We lead my treasure home. In truth, it does not see too well,
And its walk a bit unsteady. Two policemen in their new uniforms scent us out and descend.
"These uniforms cost 16 million rubles!' bellows the tall cop proudly. 'Any tattoos?'
'Just surgery scars,' I tell them. 'No ink at all. In fact, his signature's already bled away on this contract.'
'Oh, you can't see it?' The tall one asks, concerned. "Have you passed a match under the paper?
"Go ahead, try it.' I know it's a joke. But what can I do?
I pull out a lighter, pass it quickly under the page, try to pocket it again. 'No, no, no,'
Says the blocky one. 'That's not how you do it. See here.' And he takes the paper and holds it in the flame.
The coppers' eyes shine happily. 'I think I see something!' They brush my hand away.
The contract erupts, an orange blossom. They both squint, as flames' shadows flatter their fat faces.
The contract flutters to the ground, shedding blackened bits. 'I did see something,' says the tall one,
The paper turning to dark dust under his pirouetting steel toe.

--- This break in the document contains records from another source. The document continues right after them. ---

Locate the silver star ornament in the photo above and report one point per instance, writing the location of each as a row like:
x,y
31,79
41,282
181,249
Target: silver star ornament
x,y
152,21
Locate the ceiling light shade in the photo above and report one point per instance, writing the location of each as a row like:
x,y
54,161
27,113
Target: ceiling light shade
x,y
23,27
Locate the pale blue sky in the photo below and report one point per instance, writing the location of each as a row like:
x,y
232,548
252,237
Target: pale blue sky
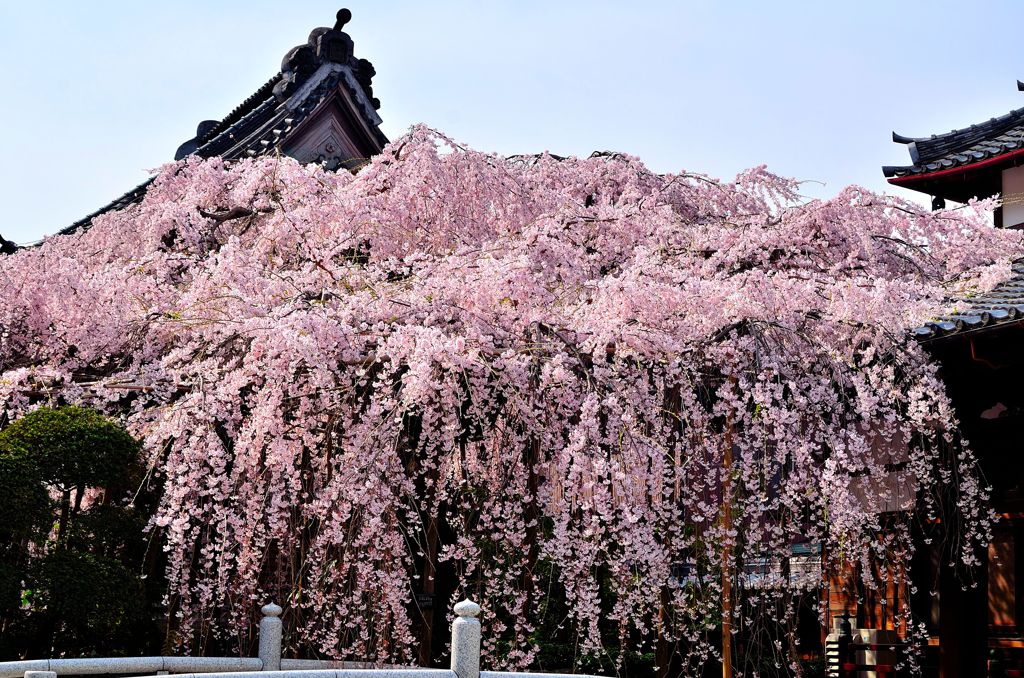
x,y
95,93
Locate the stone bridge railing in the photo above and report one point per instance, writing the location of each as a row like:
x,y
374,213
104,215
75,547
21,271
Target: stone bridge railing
x,y
465,660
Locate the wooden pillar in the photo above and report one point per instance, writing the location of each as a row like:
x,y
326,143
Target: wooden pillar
x,y
964,622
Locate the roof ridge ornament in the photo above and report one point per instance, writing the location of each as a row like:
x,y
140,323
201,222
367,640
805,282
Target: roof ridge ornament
x,y
344,16
325,46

'What? What did you see?' asks the blocky one, sliding my lighter into his pocket.
The tall one puts a ham hand gently on his partner's arm and leans in close.
'I think it said: Beltran!' Their guffaws resound in the dense space.
Their footsteps clack down the alley. I turn to my prize. 'Are you hungry, fella?' I ask, taking his arm and steering him home.